Question

This question has some resemblance with:

Nested Python C Extensions/Modules?

Only with a slight twist. Here I'm not trying to mix two C-exts, but one C-ext and a regular python submodule instead.

Is there a way for a C-extension to share the module namespace between the symbols "module.so" and those present in a submodule?

My module structure looks like this:

facs/
    facs/
      __init__.py
      setup.py
      facs.so
      [*.c files]
      utils/
        __init__.py
        galaxy.py

If I remove "utils" from the hierarchy, I can import facs and see the facs.so methods:

>>> import facs
>>> dir(facs)
['__doc__', '__file__', '__name__', '__package__', 'build', 'query', 'remove']

But when I put the utils submodule back and try to import the different parts, one namespace seems to mask the other (utils masks the symbols exported by facs.so):

>>> import facs
>>> dir(facs)
['__builtins__', '__doc__', '__file__', '__name__', '__package__', '__path__']
>>> import facs.utils
>>> facs.utils.galaxy.rsync_genomes("phix")
Traceback (most recent call last):
  File "<stdin>", line 1, in <module>
AttributeError: 'module' object has no attribute 'galaxy'
>>> from facs.utils import galaxy
>>> galaxy.rsync_genomes("phix")
'Hello world'

As you see, after dir(facs), build, query and remove are gone and galaxy does not get imported properly unless I do a from facs.utils import galaxy instead of re-using the initial import statement and simply accessing via facs.utils.galaxy.rsync_genomes() directly.

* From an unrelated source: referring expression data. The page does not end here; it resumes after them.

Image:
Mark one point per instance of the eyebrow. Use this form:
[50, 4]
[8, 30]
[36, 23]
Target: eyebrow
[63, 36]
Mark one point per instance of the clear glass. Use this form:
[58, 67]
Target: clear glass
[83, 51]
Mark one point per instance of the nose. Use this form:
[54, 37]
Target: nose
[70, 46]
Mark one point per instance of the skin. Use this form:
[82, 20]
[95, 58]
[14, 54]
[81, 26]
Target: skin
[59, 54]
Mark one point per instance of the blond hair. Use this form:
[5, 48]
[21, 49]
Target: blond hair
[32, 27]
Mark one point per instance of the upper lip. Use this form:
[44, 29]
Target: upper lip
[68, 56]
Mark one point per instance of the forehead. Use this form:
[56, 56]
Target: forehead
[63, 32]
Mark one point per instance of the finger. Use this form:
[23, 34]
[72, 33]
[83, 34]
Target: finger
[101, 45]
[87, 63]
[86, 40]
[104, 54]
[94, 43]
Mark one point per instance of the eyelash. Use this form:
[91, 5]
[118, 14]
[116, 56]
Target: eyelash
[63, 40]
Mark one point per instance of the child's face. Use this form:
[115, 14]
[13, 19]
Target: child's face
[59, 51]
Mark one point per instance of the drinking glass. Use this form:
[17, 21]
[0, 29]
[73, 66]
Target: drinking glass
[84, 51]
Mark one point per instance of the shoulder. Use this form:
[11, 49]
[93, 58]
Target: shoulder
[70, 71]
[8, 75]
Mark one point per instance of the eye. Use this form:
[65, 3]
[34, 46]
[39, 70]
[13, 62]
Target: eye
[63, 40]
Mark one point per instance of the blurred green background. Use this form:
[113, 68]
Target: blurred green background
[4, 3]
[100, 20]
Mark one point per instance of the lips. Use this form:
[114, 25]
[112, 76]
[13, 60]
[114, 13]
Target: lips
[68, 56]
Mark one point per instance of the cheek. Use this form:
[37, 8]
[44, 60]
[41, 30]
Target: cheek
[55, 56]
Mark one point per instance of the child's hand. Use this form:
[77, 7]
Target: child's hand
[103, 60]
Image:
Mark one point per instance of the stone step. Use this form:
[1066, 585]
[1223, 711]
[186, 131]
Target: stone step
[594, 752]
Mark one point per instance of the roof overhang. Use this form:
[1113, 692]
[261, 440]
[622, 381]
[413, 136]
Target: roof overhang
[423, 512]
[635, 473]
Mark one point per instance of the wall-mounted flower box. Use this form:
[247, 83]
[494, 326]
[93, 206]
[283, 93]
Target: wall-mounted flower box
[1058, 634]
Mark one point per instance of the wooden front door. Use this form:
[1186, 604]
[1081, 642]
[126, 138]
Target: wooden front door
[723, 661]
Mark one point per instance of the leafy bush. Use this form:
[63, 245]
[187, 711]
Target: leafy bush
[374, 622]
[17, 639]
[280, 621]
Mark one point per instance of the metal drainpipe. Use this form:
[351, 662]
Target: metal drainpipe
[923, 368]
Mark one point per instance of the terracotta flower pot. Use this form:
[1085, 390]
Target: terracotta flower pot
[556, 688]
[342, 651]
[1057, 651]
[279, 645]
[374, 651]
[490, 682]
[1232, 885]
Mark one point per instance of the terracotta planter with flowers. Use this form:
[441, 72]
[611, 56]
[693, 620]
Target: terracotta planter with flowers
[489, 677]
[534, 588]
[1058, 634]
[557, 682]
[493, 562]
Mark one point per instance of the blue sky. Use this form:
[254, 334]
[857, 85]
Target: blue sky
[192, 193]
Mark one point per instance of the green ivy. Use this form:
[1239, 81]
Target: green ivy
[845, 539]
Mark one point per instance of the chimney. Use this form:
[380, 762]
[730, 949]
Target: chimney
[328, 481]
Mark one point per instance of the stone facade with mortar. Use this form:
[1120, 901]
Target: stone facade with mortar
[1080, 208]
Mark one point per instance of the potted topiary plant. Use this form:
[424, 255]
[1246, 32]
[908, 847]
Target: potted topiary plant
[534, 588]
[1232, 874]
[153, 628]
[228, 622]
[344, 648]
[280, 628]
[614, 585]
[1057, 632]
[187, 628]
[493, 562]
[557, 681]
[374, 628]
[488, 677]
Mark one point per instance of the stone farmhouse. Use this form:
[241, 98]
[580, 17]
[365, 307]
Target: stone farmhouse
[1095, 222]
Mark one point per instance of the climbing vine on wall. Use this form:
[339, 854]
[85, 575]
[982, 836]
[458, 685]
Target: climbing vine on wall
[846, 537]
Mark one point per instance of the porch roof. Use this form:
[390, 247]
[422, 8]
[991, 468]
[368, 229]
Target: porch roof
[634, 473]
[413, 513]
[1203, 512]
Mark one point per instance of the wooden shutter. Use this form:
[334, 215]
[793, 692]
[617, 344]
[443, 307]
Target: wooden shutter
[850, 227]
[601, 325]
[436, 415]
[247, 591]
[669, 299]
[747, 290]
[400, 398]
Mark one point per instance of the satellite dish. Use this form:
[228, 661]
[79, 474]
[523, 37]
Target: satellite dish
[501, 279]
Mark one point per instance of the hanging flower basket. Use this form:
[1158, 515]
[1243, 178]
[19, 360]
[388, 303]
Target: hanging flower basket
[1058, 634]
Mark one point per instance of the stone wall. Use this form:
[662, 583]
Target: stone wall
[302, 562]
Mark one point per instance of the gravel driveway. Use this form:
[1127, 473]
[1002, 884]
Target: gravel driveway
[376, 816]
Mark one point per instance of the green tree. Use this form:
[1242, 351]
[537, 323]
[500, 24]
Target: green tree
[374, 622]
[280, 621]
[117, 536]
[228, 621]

To sum up, my intended use of this module would be to do:

>>> import facs
>>> dir(facs)
['__doc__', '__file__', '__name__', '__package__', 'build', 'query', 'remove'
, 'utils'] <--- (Directly accessible from "facs")
>>> facs.utils.galaxy.rsync_genomes("phix")
'Hello world'

The (currently under development) code is in:

https://github.com/brainstorm/facs/tree/develop

In case someone wants to try it out by themselves. I'm using virtualenvs and my $PYTHONPATH seems correct:

/home/roman/.venvburrito/lib/python:
/home/roman/.virtualenvs/py27/lib/python2.7/site-packages

And the installation seems to be successful too:

cd ~/.virtualenvs/py27/lib/python2.7/site-packages/facs-2.0dev-py2.7.egg/
(py27)$ ls
EGG-INFO  facs.py  facs.pyc  facs.so  utils/

It seems that no __init__.py file is actually copied to the top level directory but touching it there or not does not affect the importing behavior described above.

Any ideas? Thanks in advance!

Was it helpful?

Solution

Be carefull you are importing the so file first, and not the facs package. Are you running your python console over facs package source directory ?

Try to go outside the package directory and everything will make sense.

Also, next import doesn't say that all modules behind your facs directory will be imported:

>> import facs
>> dir (facs)
['__builtins__', '__doc__', '__file__', '__name__', '__package__', '__path__']

You have to set your imports in each __init__.py file, for example if you want to export some simbols from your .so file when you import facs, you should have the following contents in your __init__.py file:

>> from _facs import function_name, function_name .....

And then, when you import facs, it will import those functions for you.

Take the same pattern for your sub-package utils.

I would also recommend to rename your facs.so file to _facs.so file to avoid name collisions between package name and module name.